Considerou o Tribunal a quo que é um acto da vida corrente da menor, no entanto, com o devido respeito, considera o Recorrente que não.

O exercício das responsabilidades parentais quanto às questões de particular importância é exercido de comum acordo.

Estas questões deverão estar relacionadas entre outras, com as centrais e fundamentais para o desenvolvimento da menor, como a educação e formação, todos os actos que se relacionem com o seu futuro.

São questões de particular importância, nomeadamente, a frequência de actividades extracurriculares e que impliquem a inscrição em estabelecimento de ensino privado.
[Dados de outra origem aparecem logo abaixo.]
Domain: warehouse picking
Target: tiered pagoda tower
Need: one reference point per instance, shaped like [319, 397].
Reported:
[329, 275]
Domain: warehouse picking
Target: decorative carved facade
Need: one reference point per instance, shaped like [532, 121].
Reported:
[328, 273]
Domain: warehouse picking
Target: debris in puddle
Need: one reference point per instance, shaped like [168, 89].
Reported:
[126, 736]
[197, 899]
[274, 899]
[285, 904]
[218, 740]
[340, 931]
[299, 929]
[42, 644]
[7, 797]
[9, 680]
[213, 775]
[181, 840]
A situação em concreto, é pois, salvo melhor opinião, uma questão de particular importância e como tal, é exercida em comum por ambos os progenitores nos termos do artº 1906º, nº 1, do CC.

VI- Andou mal pois o Tribunal a quo ao considerar acto da vida corrente, pelo que a decisão padece de erro na determinação da norma aplicável, pelo que,

Sendo questão de particular importância deveria ter sido aplicada esta norma e sendo exercida por ambos, não autorizando o Recorrente a frequência do inglês à quinta-feira, não deveria ter sido autorizada a mesma nesse dia, pelo que igualmente por este motivo, atenta a factualidade assente e o disposto no artº 1906º, nº 3, 2ª parte e nº 1, ambos do CC, o Tribunal a quo, fez uma incorrecta interpretação por um lado, do nº 3 e por outro, deveria ter aplicado o nº 1, do mesmo preceito, pelo que não deveria ter autorizado a menor a frequentar o curso de inglês à quinta-feira.
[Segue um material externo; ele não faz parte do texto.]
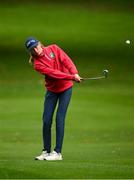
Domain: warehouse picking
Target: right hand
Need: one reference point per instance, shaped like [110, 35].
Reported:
[77, 78]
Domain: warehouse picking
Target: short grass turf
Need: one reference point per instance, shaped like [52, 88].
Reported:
[98, 136]
[99, 133]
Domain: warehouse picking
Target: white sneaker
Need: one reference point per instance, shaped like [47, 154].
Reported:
[43, 155]
[54, 156]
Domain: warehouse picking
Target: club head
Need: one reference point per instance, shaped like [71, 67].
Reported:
[105, 73]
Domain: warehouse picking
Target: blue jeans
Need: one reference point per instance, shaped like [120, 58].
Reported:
[51, 99]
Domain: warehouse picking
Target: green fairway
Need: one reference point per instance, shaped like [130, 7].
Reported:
[99, 133]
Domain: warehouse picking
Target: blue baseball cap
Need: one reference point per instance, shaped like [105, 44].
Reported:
[31, 42]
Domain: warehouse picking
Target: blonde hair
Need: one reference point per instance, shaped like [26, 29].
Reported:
[32, 55]
[31, 59]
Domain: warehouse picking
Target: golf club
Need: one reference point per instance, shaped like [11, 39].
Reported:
[105, 75]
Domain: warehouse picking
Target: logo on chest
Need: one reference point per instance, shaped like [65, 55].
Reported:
[52, 55]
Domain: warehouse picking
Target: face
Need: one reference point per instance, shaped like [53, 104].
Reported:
[38, 49]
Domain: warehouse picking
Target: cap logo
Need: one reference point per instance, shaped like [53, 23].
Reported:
[31, 41]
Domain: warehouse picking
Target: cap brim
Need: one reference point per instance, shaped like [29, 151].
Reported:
[34, 45]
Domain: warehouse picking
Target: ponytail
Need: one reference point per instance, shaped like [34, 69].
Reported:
[31, 59]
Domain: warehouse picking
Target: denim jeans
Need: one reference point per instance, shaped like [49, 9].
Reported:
[51, 100]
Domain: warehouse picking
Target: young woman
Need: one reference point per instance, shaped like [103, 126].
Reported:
[59, 72]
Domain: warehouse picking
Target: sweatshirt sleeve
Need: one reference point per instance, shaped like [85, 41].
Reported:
[43, 69]
[67, 62]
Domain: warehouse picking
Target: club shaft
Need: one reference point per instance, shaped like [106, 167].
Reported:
[95, 78]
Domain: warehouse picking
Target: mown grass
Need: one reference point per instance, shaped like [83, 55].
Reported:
[99, 138]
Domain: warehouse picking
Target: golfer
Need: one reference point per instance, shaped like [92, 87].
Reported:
[59, 72]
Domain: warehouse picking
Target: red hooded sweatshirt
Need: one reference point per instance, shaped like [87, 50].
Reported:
[57, 67]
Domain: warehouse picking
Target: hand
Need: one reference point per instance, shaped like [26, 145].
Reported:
[77, 78]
Termos em que, pugna o apelante pela revogação da decisão proferida, não se autorizando que a menor frequente o inglês à quinta-feira.
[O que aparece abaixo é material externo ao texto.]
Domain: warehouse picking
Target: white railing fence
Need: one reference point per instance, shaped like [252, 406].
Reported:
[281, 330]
Fazendo-se assim a costumada Justiça”.

7-  O M.P. apresentou contra-alegações, com as seguintes conclusões :

“1. Efectivamente não se verifica uma errada interpretação e/ou subsunção normativa conforme invocado.

2. A decisão em apreço podia ter sido tomada exclusivamente pela progenitora porquanto se trata de um acto da vida corrente da menor.

3. A decisão tomada pela progenitora é acertada e vai ao encontro das necessidades e interesses da menor.

4. Os fundamentos invocados para a não autorização da frequência das aulas extracurriculares de inglês não se mostraram verificados como se constata da factualidade assente na sentença recorrida, sendo na realidade fúteis.

5. A motivação do julgador encontra-se clara e suficientemente exposta na sentença sub judice.

6. Não padece a sentença recorrida de qualquer insuficiência, erro ou contradição.

7. O Tribunal procurou defender o superior interesse desta criança determinando que a mesma frequente no horário possível aulas de inglês necessárias ao seu bom desemprenho escolar e decidindo como decidiu.

Por todo o exposto, e em conclusão, entende o Ministério Público dever ser negado provimento ao recurso e em consequência, ser mantida a douta sentença recorrida com o que se fará Justiça”.

 8-  A requerente não apresentou contra-alegações.


*  *  *


II – Fundamentação

a)  A factualidade considerada provada pelo Tribunal “a quo” foi a seguinte :

1-  ... ... da ... ... nasceu no dia 12/10/2005 e é filha da requerente e requerido.

2-  No âmbito do processo de regulação do regime do exercício das responsabilidades parentais (acção de divórcio) por sentença homologatória do acordo celebrado em 2012, estabelecendo-se, na parte que interessa, que a menor ficou confiada aos cuidados e a residir com a mãe, exercício das responsabilidades parentais conjunto e passará fins-de-semana alternados com o pai.

3-  No âmbito do apenso “B” (processo de alteração do regime de regulação do regime do exercício das responsabilidades parentais) por sentença proferida em 28/9/2015, decidiu-se que a menor passará a quinta-feira com o pai, que a irá buscar ao estabelecimento de ensino e entrega­-a na sexta-feira, no mesmo local, antes do início das actividades lectivas.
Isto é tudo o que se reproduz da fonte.